Anaplastic thyroid carcinoma (ATC) is a rare but highly aggressive human
malignancy. It is known that disturbances in apoptotic pathways have a great
impact on tumor progression and aggressiveness. In this study the
apoptosisrelated molecules Bcl-2 (antiapoptotic), Bax (proapoptotic) and
survivin (an inhibitor of apoptosis) were analyzed immunohistochemically in
thirty archival cases of ATC. In situ apoptotic cell death was analyzed by
the TUNEL method. Mean Bcl-2 staining score (calculated from individual
scores from 0-3) was low compared to those for Bax and survivin (p<0.05).
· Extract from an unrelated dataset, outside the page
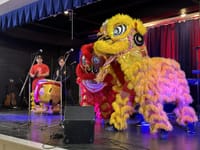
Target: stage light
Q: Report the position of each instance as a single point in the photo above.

High expression of survivin was associated with high Bax expression, and was
significantly segregated from high Bcl-2 expressing cases (p<0.05). Despite
high Bax expression, apoptotic cell death was low in the investigated
carcinomas. In addition, the mean apoptotic index in high survivin expressing
carcinomas was significantly lower than in low survivin expressing carcinomas
(p<0.05). It could be concluded that down-regulation of Bcl-2 is
counterbalanced by up-regulation of survivin, which may overcome the effects
of high Bax expression, and, at least partly, explain the low apoptosis rate
and high biological aggressiveness of ATC.